ECLI:NL:RBDHA:2025:19814

Rechtbank Den Haag

Datum uitspraak
28 oktober 2025
Publicatiedatum
29 oktober 2025
Zaaknummer
NL24.46579
Instantie
Rechtbank Den Haag
Type
Uitspraak
Procedures
  • Eerste aanleg - enkelvoudig
Vindplaatsen
  • Rechtspraak.nl
AI samenvatting door LexboostAutomatisch gegenereerd

Afwijzing verzoek om voorlopige voorziening in vreemdelingenrechtelijke zaak

In deze zaak heeft de voorzieningenrechter van de Rechtbank Den Haag op 28 oktober 2025 uitspraak gedaan in een verzoek om een voorlopige voorziening. Verzoeker, vertegenwoordigd door mr. J. van Appia, had een aanvraag ingediend voor een verblijfsdocument EU/EER, welke door de minister van Asiel en Migratie op 9 september 2024 was afgewezen. Verzoeker maakte bezwaar tegen deze afwijzing, maar het bezwaar werd op 21 november 2024 ongegrond verklaard. Hierop heeft verzoeker beroep ingesteld en verzocht om een voorlopige voorziening.
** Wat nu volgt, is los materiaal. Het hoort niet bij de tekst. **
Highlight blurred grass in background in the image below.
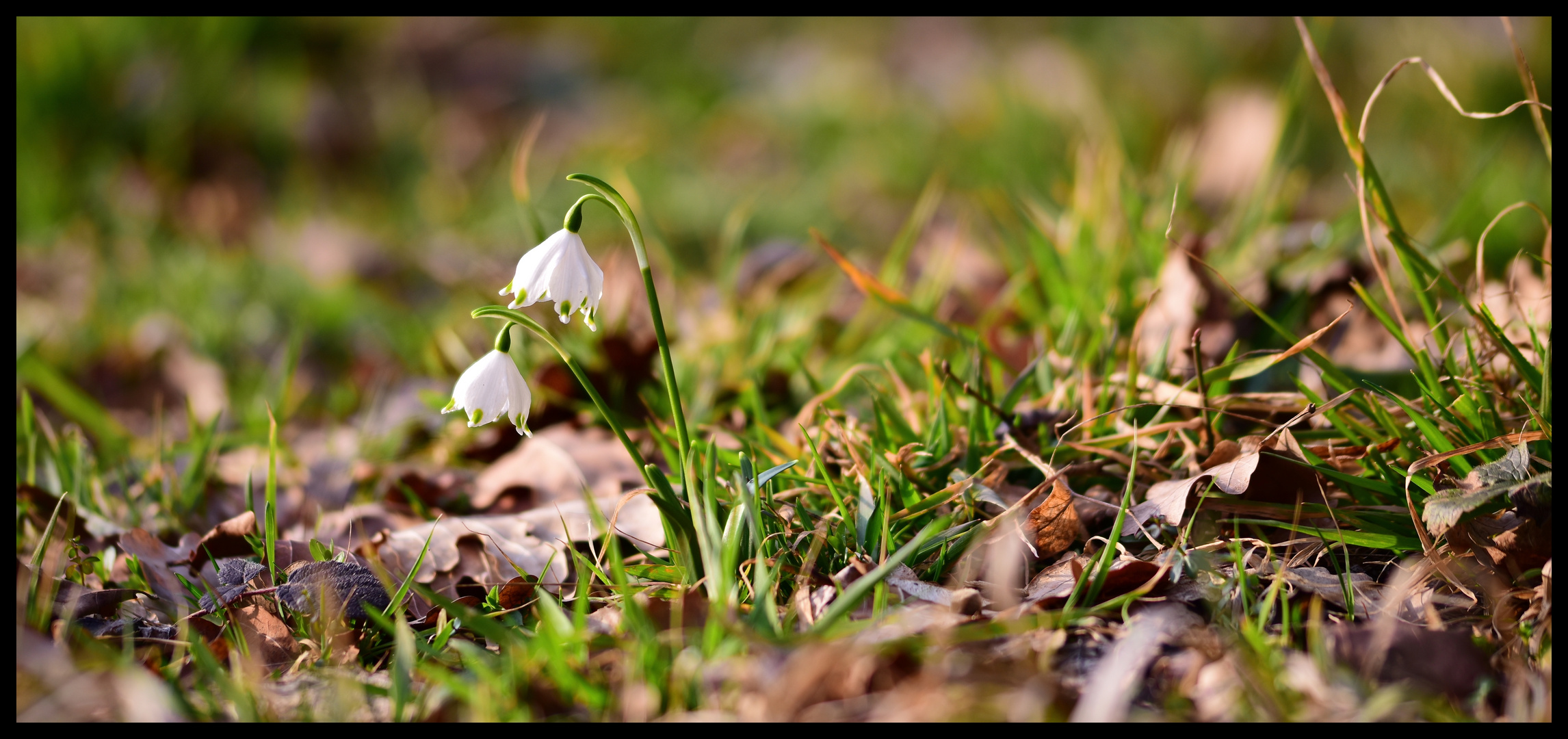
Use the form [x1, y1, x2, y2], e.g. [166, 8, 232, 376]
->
[17, 19, 1552, 454]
De voorzieningenrechter heeft echter geoordeeld dat een voorlopige voorziening niet meer nodig is, aangezien er al een uitspraak was gedaan op een gerelateerd beroep (zaaknummer NL24.46577). Het verzoek is daarom afgewezen als kennelijk ongegrond. Tevens is er geen aanleiding voor een proceskostenveroordeling. De uitspraak is openbaar gemaakt en er staat geen hoger beroep of verzet open tegen deze beslissing.

Uitspraak

RECHTBANK DEN HAAG

Zittingsplaats Middelburg
Bestuursrecht
zaaknummer: NL24.46579

uitspraak van de voorzieningenrechter in de zaak tussen

[verzoeker], verzoeker

V-nummer: [V-nummer]
(gemachtigde: mr. J. van Appia),
en
de minister van Asiel en Migratie, [1] verweerder.

Procesverloop

Bij besluit van 9 september 2024 (het primaire besluit) heeft verweerder de aanvraag van verzoeker tot afgifte van een verblijfsdocument EU/EER afgewezen.
Verzoeker heeft tegen het primaire besluit bezwaar gemaakt.
Bij besluit van 21 november 2024 (het bestreden besluit) heeft verweerder het bezwaar van verzoeker ongegrond verklaard.
Verzoeker heeft tegen het bestreden besluit beroep ingesteld. Hij heeft verder de voorzieningenrechter verzocht om een voorlopige voorziening te treffen.
De voorzieningenrechter doet uitspraak zonder zitting op grond van artikel 8:83, derde lid, van de Algemene wet bestuursrecht (Awb).

Overwegingen

1. In de uitspraak van vandaag met zaaknummer NL24.46577 heeft de rechtbank beslist op het beroep waarop dit verzoek om een voorlopige voorziening betrekking heeft. Een voorlopige voorziening is daarom niet meer nodig. De voorzieningenrechter wijst het verzoek om die reden af als kennelijk ongegrond.
2. Voor een proceskostenveroordeling bestaat geen aanleiding.

Beslissing

De voorzieningenrechter wijst het verzoek om een voorlopige voorziening af.
Deze uitspraak is gedaan op 28 oktober 2025 door mr. A. C. J. van Dooijeweert, voorzieningenrechter, in aanwezigheid van mr. M. Gasi, griffier, en openbaar gemaakt door middel van geanonimiseerde publicatie op www.rechtspraak.nl.
De uitspraak is bekendgemaakt op:
Tegen deze uitspraak staat geen hoger beroep of verzet open.

Voetnoten

1.Voorheen de staatssecretaris van Justitie en Veiligheid.